Algún día cumpliría su sueño de juventud.

Algún día, quizás.


NDA: Bueno, esto es lo que me ha salido. Tenía en mente hacerlo mucho más largo, pero el límite de palabras hicieron que cortara algunas cosas, como la conversación de Adanna con Kingsley, o incluso la que mantienen con Moody.

Adanna es el nombre de un personaje del libro Algo alrededor de tu cuello, de Chimamanda Ngozi Adichie, autora nigeriana y cuyo apellido se lo puse a este personaje en su honor. El libro me inspiró a crear un poco a Adanna, aunque bien es cierto que no se parece a ninguna de las que hay en el mencionado libro.
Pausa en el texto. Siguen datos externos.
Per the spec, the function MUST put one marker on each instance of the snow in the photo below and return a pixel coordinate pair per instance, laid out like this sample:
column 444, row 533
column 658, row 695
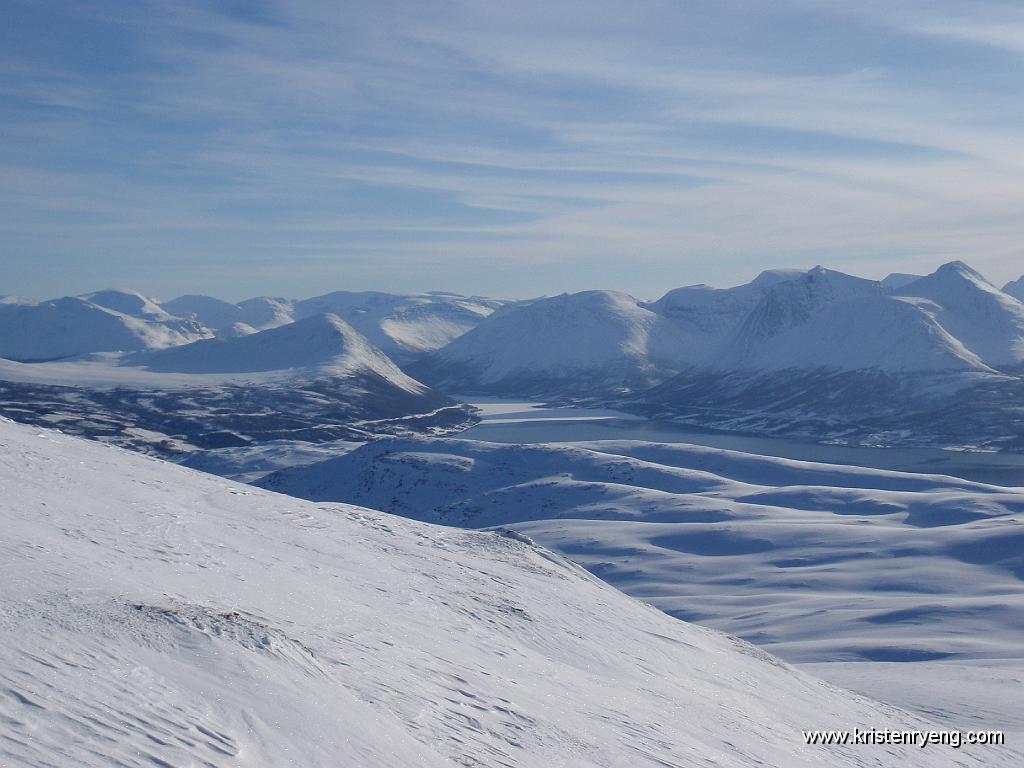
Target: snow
column 898, row 280
column 872, row 332
column 325, row 343
column 403, row 326
column 214, row 313
column 820, row 564
column 600, row 339
column 155, row 615
column 128, row 302
column 988, row 322
column 1015, row 289
column 69, row 327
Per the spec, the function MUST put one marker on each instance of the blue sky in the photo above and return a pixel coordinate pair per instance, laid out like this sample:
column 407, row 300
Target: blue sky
column 294, row 146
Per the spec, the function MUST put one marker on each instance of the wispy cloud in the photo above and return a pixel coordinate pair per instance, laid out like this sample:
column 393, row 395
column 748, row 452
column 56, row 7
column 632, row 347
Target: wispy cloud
column 402, row 144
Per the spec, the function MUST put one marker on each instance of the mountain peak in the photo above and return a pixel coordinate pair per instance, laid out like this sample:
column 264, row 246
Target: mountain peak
column 961, row 269
column 1015, row 289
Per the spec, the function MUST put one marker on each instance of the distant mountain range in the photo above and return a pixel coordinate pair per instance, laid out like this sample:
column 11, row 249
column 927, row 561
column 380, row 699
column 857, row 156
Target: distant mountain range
column 935, row 359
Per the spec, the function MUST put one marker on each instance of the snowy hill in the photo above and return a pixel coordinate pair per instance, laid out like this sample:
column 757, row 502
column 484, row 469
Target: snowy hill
column 404, row 327
column 896, row 281
column 127, row 302
column 315, row 380
column 401, row 326
column 259, row 313
column 1015, row 289
column 596, row 341
column 321, row 345
column 934, row 361
column 154, row 615
column 711, row 313
column 69, row 327
column 817, row 563
column 985, row 320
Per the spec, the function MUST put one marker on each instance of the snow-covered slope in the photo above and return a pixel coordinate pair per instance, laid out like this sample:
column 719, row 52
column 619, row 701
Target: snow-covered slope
column 985, row 320
column 790, row 304
column 873, row 332
column 898, row 280
column 404, row 327
column 829, row 355
column 315, row 380
column 321, row 345
column 70, row 327
column 711, row 313
column 128, row 302
column 814, row 562
column 153, row 615
column 259, row 313
column 596, row 341
column 1015, row 289
column 214, row 313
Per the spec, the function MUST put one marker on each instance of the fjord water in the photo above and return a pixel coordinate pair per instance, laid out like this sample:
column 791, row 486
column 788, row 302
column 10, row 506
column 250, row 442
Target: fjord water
column 519, row 421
Azubuike es un nombre igbo que significa "el pasado es su fuerza" y Ndidi, en el mismo idioma, "paciencia". Los escogí porque creo que le venía que ni pintado al personaje. A pesar de ser bastante arrogante y soberbio, bien es cierto que es paciente, y con mucha fuerza. El apellido de Achebe es de otro autor nigeriano (que no he leído nada, pero pronto lo haré).
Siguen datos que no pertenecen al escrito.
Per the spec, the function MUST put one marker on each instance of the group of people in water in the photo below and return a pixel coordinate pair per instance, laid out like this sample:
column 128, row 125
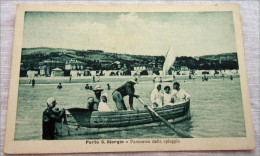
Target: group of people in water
column 161, row 98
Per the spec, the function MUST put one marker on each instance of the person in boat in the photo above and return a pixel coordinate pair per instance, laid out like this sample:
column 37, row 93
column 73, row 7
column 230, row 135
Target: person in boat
column 51, row 115
column 167, row 96
column 231, row 77
column 33, row 83
column 93, row 101
column 122, row 91
column 223, row 77
column 154, row 77
column 94, row 79
column 160, row 79
column 59, row 86
column 156, row 96
column 108, row 86
column 178, row 94
column 87, row 86
column 102, row 106
column 97, row 91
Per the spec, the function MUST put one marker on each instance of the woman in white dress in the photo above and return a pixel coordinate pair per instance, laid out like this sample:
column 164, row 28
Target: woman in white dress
column 156, row 96
column 103, row 103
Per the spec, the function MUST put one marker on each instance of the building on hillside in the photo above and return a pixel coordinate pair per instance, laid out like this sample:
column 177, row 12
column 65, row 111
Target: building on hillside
column 77, row 73
column 43, row 71
column 139, row 68
column 46, row 66
column 23, row 71
column 93, row 73
column 74, row 65
column 57, row 72
column 86, row 72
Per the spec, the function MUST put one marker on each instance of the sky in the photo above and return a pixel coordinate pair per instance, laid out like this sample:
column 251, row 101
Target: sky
column 188, row 33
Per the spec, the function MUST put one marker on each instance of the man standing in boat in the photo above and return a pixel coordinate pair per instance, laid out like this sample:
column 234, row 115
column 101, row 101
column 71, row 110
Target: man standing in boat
column 179, row 94
column 122, row 91
column 92, row 102
column 51, row 115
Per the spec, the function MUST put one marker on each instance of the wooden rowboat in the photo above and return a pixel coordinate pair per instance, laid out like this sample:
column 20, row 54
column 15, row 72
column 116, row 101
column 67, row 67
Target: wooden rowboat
column 92, row 122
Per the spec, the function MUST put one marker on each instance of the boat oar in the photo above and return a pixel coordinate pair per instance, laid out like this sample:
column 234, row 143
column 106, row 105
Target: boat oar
column 177, row 131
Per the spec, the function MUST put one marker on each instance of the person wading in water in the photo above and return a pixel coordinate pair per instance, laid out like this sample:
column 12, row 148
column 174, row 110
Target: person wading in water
column 122, row 91
column 49, row 117
column 93, row 101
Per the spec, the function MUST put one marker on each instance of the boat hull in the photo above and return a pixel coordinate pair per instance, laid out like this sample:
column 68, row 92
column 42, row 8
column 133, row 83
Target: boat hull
column 97, row 119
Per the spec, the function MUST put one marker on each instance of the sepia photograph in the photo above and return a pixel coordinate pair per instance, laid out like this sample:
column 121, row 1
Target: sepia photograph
column 132, row 76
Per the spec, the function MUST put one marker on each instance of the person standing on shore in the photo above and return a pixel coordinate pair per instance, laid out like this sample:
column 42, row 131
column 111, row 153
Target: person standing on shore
column 93, row 101
column 102, row 106
column 121, row 92
column 59, row 86
column 51, row 115
column 94, row 79
column 33, row 83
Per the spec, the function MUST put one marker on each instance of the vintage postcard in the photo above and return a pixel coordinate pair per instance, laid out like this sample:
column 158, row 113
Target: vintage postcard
column 128, row 78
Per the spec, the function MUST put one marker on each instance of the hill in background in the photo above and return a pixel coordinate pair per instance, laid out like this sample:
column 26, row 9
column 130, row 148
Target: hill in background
column 96, row 59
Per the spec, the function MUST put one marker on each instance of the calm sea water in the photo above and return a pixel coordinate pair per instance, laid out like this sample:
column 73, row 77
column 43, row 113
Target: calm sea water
column 216, row 109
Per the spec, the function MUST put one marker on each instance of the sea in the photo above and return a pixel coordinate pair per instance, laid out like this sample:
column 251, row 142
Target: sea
column 216, row 108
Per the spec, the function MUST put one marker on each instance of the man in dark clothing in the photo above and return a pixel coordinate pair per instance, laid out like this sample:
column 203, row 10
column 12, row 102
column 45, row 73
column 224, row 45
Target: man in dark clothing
column 121, row 92
column 33, row 83
column 92, row 102
column 49, row 117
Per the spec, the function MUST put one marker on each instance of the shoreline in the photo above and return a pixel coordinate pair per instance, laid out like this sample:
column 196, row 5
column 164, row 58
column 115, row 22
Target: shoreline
column 89, row 79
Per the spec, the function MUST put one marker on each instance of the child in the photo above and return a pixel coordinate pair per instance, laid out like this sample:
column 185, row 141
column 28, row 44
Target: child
column 167, row 96
column 156, row 96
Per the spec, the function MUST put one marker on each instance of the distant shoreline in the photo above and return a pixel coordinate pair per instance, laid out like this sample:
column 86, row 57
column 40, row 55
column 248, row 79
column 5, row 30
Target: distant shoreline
column 89, row 79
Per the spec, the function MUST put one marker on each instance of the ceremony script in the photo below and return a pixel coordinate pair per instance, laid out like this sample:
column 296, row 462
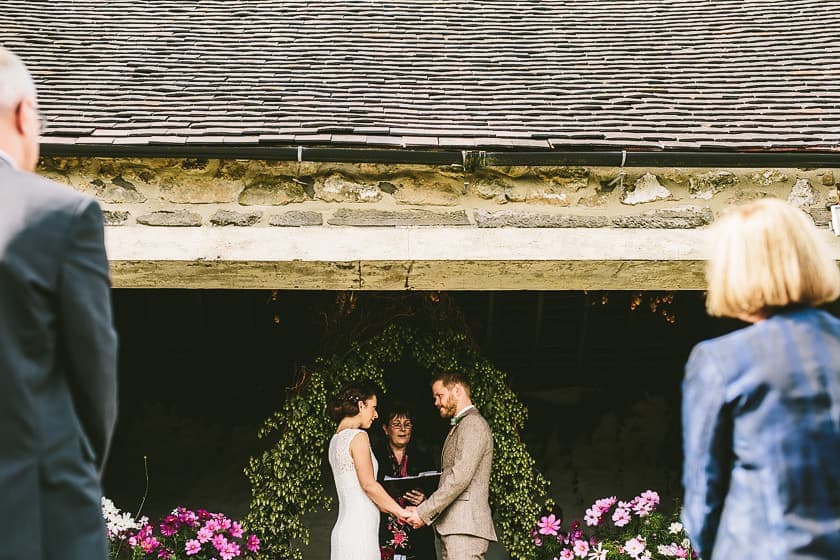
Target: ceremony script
column 426, row 482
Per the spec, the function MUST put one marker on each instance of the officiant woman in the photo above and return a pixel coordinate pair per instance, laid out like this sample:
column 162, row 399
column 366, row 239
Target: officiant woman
column 398, row 457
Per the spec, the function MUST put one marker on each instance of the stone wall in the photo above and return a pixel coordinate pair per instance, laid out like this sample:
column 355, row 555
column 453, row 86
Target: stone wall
column 237, row 193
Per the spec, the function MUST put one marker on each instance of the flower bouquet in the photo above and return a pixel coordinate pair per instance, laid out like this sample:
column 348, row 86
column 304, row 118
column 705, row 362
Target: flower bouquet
column 181, row 535
column 615, row 530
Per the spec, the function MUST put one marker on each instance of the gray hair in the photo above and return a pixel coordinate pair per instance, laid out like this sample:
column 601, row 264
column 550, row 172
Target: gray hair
column 15, row 81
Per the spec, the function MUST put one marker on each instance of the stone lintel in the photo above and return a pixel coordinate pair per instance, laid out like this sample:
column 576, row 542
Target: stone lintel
column 451, row 258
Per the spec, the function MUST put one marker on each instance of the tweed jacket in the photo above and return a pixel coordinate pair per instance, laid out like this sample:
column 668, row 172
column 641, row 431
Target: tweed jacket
column 58, row 369
column 461, row 505
column 761, row 425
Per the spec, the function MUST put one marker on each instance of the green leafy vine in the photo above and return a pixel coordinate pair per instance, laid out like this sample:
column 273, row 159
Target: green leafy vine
column 286, row 479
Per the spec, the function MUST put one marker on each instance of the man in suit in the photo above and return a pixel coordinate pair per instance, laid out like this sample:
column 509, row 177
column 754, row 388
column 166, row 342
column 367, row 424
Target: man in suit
column 58, row 350
column 459, row 509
La mayoría de los datos que doy sobre Uagadou son ciertos; lo único que es de mi entera imaginación es que se mezclan con la gente no mágica, pero vamos, que bien podría ser cierto, vamos.

Me hubiese gustado haber podido desarrollar un poco más a ambos personajes, pero no me ha dado para todo lo que tenía en mente. Creo que he dado más o menos con la horma del zapato de Trelawney, ya que ella es más bien insegura, tímida, sin acertar casi nada en lo que dice… justo lo opuesto al profesor Achebe que sabe lo que hace y acierta en sus predicciones.

Bueno, no me enrollo más. Espero que os haya gustado, tanto Adanna, como Azubuike. Si no, pues nada. Ya me diréis.